Aleksandr Nikolayev

Personal information
- Full name: Aleksandr Igorevich Nikolayev
- Date of birth: 11 May 1993 (age 31)
- Place of birth: Berdiansk, Ukraine
- Height: 1.74 m (5 ft 8+1⁄2 in)
- Position(s): Goalkeeper

Youth career
- 0000–2009: FC Metalurh Zaporizhya

Senior career*
- Years: Team / Apps / (Gls)
- 2010–2011: FC Dynamo Khmelnytskyi / 0 / (0)
- 2011–2012: FC Chornomorets Odesa / 0 / (0)
- 2013–2014: FC UkrAhroKom Holovkivka / 10 / (0)
- 2016–2017: FC Domodedovo Moscow / 20 / (0)
- 2017–2018: FC Kazanka Moscow / 12 / (0)

= Aleksandr Nikolayev (footballer) =

Russian-Ukrainian footballer

Aleksandr Igorevich Nikolayev (Александр Игоревич Николаев; born 11 May 1993) is a Russian former football player.
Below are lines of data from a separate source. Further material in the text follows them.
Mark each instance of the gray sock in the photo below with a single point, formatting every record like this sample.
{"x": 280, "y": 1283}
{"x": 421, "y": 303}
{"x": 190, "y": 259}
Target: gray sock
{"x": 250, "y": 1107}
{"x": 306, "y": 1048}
He also holds Ukrainian citizenship as Oleksandr Ihorovych Nikolayev (Олександр Ігорович Ніколаєв).

==Club career==
He made his debut in the Russian Professional Football League for FC Domodedovo Moscow on 2 September 2016 in a game against FC Kolomna.